Phenomenology seeks meanings from appearances and arrives at essences through intuition and reflection on conscious acts of experiences, leading to ideas, concepts, judgements, and understandings. The core processes included in the phenomenological methodology are epoche or bracketing, phenomenological reduction (intuiting), imaginative variation (analyzing), and synthesis of meanings and essences (describing). Bracketing involves refraining from judgment, abstaining or staying away from the everyday or ordinary way of seeing things. In our natural attitude we tend to hold knowledge judgmentally, we presuppose that what we perceive in nature is actually there and remains there as we perceive it. Giorgi describes this process as setting aside one’s own presuppositions or knowledge about a particular phenomenon. Intuiting involves the task of describing in textural language, just what one sees, not only in terms of the external object but also the internal acts of consciousness.
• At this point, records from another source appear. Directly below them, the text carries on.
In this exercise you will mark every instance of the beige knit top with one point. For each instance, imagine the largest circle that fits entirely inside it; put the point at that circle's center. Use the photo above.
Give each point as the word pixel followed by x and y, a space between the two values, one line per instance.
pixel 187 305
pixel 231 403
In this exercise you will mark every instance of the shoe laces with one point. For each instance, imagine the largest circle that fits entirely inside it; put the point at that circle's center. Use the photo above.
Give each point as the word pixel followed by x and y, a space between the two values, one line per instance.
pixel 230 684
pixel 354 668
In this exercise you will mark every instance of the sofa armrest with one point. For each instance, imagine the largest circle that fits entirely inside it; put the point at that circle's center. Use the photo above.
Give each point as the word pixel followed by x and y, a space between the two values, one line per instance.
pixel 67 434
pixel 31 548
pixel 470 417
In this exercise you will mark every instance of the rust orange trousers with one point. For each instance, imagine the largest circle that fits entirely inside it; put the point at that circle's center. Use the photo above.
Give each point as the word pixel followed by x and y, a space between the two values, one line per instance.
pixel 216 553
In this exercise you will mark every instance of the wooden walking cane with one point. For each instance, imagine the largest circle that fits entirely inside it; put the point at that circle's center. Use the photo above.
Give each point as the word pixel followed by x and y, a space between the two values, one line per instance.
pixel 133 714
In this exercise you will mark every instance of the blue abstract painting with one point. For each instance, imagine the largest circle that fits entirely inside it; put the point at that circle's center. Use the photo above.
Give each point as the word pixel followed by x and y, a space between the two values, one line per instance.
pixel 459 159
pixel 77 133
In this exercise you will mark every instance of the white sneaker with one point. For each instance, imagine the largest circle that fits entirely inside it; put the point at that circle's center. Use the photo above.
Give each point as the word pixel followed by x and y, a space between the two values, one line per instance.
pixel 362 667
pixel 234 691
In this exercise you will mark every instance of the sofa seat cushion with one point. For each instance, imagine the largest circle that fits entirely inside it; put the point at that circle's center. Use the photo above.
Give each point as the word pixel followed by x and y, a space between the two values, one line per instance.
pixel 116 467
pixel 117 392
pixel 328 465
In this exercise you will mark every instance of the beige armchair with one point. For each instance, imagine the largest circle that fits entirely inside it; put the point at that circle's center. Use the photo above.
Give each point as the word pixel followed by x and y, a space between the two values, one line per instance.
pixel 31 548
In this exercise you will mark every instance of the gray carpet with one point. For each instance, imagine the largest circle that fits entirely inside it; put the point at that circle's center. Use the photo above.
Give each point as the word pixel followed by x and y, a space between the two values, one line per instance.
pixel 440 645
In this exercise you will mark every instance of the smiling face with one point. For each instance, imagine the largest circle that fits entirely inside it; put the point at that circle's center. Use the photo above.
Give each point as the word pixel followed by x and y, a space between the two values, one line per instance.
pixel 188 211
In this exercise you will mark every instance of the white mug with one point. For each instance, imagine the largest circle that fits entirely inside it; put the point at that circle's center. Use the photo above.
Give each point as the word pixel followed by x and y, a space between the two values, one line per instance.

The reduction is strictly a methodological move to temporarily strip the world of the multitude of implicit presumptions about its existence as “real” thereby allowing aspects of the world to occur as pure phenomena for consciousness. The term imaginative variation or analyzing means “to arrive at structural descriptions of an experience, the underlying and precipitating factors that account for what is being experienced”, p. 98. Giorgi refers to this process as the delineation of “meaning units” and that by freely changing aspects or parts of a phenomenon or object one is able to see if the phenomenon remains identifiable or not. Characteristics that describe a phenomenon are imagined or condensed thoroughly by the researcher and those elements that clearly describe and are characteristic of the phenomena are considered essential. Describing involves the integration of textural language into a unified statement of the essences of the experience of the phenomenon under investigation. It is describing the central characteristics of the phenomenon by using analogy, negation, and metaphor.